Geography 2.0: Virtual Globes

AAG2007 Virtual Globes Logo

Wednesday, March 22, 2006

Data: everything, everywhere

The article in Nature (23Mar06 issue), 2020 Computing: Everything, Everywhere by Declan Butler, discusses the proliferation of sensor networks and the expected, building data flood. An important issue only briefly mentioned in the otherwise excellent article is the need to handle vast amounts of data and produce meaningful products. Infinite data are often similar to no data at all. In fact, so much data already are created and collected, that many are effectively discarded. In a talk at the University of California San Diego, Google Earth's Chief Technical Officer Michael Jones described conversations with NASA on their vast planetary imagery library; most is not used or visualized, but simply stored. The challenge is to not simply create, but to organize and archive data in a meaningful way. The solution--possibly invisible to the human user--requires a metadata infrastructure where specific queries by both humans and computers can parse input.

Elsewhere in the same Nature issue, a commentary entitled 2020 Computing: Exceeding Human Limits, Stephen Muggleton outlines some of the issues associated with automation and vast amounts of data.

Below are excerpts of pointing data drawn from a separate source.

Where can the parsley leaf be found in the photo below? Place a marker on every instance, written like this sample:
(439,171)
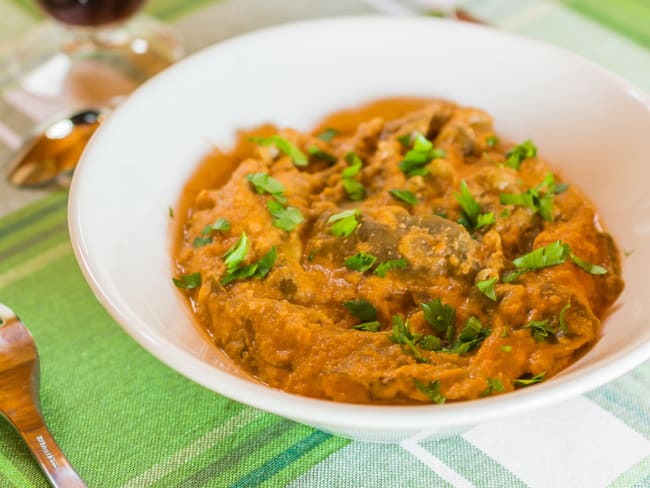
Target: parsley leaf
(440,316)
(587,266)
(494,386)
(189,281)
(344,223)
(255,270)
(403,336)
(421,154)
(492,141)
(354,189)
(263,183)
(220,224)
(540,329)
(404,195)
(432,390)
(543,257)
(328,134)
(201,241)
(360,262)
(517,154)
(430,343)
(322,155)
(284,218)
(298,157)
(533,199)
(372,326)
(362,309)
(487,288)
(386,266)
(237,253)
(519,382)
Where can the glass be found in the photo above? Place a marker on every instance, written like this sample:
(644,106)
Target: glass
(92,51)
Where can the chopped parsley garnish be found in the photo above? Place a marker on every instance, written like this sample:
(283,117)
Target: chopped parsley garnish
(492,141)
(472,217)
(534,199)
(541,330)
(470,337)
(421,154)
(430,343)
(285,218)
(360,262)
(344,223)
(201,241)
(543,257)
(354,189)
(328,134)
(404,195)
(587,266)
(237,253)
(263,183)
(517,154)
(219,225)
(255,270)
(322,155)
(372,326)
(189,281)
(440,316)
(432,390)
(403,336)
(519,382)
(386,266)
(562,319)
(362,309)
(487,288)
(494,386)
(298,157)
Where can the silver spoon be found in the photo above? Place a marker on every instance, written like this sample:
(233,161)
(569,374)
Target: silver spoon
(49,156)
(19,401)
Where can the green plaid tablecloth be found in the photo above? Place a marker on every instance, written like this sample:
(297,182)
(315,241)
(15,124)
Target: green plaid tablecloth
(124,419)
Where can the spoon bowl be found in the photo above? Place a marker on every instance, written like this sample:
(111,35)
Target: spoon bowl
(48,157)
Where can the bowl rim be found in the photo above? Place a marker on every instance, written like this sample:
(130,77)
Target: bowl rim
(325,412)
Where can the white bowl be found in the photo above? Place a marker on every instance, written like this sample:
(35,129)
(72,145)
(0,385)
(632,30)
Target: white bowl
(587,122)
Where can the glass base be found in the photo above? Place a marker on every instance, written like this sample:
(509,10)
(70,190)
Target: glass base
(93,66)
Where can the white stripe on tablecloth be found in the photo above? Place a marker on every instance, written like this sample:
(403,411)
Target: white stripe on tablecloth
(576,444)
(435,464)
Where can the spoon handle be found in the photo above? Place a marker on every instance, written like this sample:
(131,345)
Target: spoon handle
(47,452)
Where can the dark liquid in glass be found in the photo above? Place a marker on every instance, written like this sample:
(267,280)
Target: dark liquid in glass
(90,12)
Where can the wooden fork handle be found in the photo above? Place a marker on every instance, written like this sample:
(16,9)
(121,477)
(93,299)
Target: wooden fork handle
(50,457)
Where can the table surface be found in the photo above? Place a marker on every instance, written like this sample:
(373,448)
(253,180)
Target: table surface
(126,420)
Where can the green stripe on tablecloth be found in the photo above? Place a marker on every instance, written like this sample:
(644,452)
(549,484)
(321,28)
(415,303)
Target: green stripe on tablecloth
(116,411)
(472,463)
(626,398)
(282,460)
(630,18)
(637,476)
(308,459)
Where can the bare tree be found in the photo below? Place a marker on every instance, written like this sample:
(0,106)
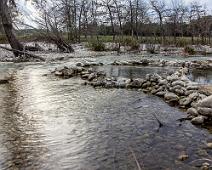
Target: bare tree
(5,14)
(159,7)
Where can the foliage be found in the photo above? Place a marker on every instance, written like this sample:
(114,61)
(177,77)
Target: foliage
(130,41)
(189,50)
(151,48)
(96,45)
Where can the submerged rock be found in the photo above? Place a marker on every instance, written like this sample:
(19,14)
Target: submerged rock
(4,81)
(206,102)
(183,156)
(198,120)
(192,111)
(171,97)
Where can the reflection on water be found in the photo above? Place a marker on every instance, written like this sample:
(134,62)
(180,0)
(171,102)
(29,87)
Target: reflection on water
(133,71)
(201,76)
(47,123)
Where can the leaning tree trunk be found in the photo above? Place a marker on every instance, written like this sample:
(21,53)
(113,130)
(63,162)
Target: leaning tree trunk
(8,27)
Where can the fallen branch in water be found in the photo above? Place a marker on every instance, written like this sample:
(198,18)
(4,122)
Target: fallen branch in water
(23,53)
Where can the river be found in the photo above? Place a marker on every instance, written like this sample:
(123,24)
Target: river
(50,123)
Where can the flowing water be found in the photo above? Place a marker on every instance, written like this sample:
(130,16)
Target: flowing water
(49,123)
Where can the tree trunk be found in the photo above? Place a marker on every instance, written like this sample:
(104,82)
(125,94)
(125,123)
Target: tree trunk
(8,27)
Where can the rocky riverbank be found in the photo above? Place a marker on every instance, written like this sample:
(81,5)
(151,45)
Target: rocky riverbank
(175,88)
(149,62)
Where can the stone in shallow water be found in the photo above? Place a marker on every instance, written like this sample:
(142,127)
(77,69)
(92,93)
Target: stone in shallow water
(198,120)
(4,81)
(171,97)
(192,111)
(183,156)
(205,111)
(206,102)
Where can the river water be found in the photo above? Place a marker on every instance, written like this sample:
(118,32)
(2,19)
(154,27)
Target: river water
(49,123)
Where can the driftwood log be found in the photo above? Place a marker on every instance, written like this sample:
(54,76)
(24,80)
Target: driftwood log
(23,53)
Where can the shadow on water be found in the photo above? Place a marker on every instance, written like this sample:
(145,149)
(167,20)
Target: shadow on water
(201,76)
(49,123)
(134,71)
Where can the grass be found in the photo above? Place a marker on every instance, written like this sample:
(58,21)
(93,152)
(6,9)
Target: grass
(124,40)
(96,45)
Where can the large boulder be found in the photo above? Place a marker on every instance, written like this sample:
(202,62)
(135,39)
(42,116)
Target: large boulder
(198,120)
(171,97)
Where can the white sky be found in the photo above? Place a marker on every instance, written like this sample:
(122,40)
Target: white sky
(29,12)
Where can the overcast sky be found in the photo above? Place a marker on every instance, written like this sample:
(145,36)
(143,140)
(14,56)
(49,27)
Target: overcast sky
(29,11)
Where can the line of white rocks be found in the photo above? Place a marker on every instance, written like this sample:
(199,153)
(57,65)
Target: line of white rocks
(175,88)
(207,64)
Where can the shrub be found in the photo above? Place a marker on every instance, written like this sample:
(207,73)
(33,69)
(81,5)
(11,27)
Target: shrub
(182,42)
(151,48)
(3,39)
(132,42)
(189,50)
(97,45)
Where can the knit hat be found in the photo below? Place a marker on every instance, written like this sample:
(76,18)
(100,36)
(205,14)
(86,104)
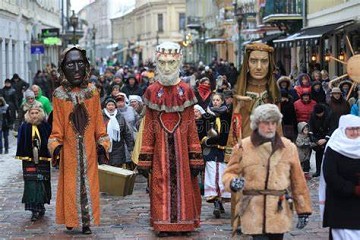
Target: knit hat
(121,95)
(135,98)
(198,107)
(319,108)
(108,100)
(305,92)
(265,113)
(335,90)
(115,86)
(228,93)
(284,93)
(29,94)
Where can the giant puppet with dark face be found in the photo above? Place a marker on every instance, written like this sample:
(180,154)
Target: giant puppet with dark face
(76,134)
(170,146)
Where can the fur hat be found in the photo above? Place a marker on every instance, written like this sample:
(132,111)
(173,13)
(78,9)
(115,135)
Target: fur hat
(335,90)
(319,108)
(135,98)
(29,94)
(198,107)
(228,94)
(265,113)
(108,100)
(38,106)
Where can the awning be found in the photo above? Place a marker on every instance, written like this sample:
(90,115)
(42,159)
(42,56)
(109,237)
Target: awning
(271,38)
(120,50)
(216,40)
(267,39)
(111,46)
(309,36)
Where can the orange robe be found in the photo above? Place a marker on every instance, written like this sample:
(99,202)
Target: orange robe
(170,147)
(77,201)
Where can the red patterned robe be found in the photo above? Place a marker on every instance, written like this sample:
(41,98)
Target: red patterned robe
(170,147)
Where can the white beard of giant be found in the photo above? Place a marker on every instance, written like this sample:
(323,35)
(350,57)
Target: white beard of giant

At UCSB, we have several scientists interested in "Digital Earth." Digital Earth was defined by Gore in 1999 as a "multi-resolution, three-dimensional representation of the planet, into which we can embed vast quantities of geo-referenced data." Digital Earth could also be defined by Butler's article title, "Everything, Everywhere." Most agree that despite progress in data creation and virtual globes technology, Digital Earth does not yet exist. Until recently, I would have said mechanisms for adequate visualization were missing; Google Earth, ArcGIS Explorer, and other virtual globes have largely alleviated that issue. Now, perhaps the most-significant challenge is looming. In my view, the reason Digital Earth has not come to fruition is because we are missing the set of algorithms to associate uncontexualized data and concepts with space and time. Consider the volumes within a library. A vast amount of unusable data exist within the bookshelves--even if the volumes were digitized. The problem is how to associate the various internal references to one another and to concepts, then how to create from these results appropriate representation within space-time. Approaching similar issues is the subject of at least two ongoing UCSB geography dissertations.

Finding solutions for metadata, context algorithms, data mining, and spatiotemporal representation is not the exclusive purview of Google, Microsoft, and the private sector. Nor are these problems unrealized by other scientists; for instance, the recent report, Priorities for GEOINT Research at the National Geospatial-Intelligence Agency, discusses several of these questions, including data proliferation, mining, and visualization--all hold particular relevance to spatial scientists. Such data issues are general, and faced by all interests of a computing-based, science-driven society. Geographers should equip for the challenge.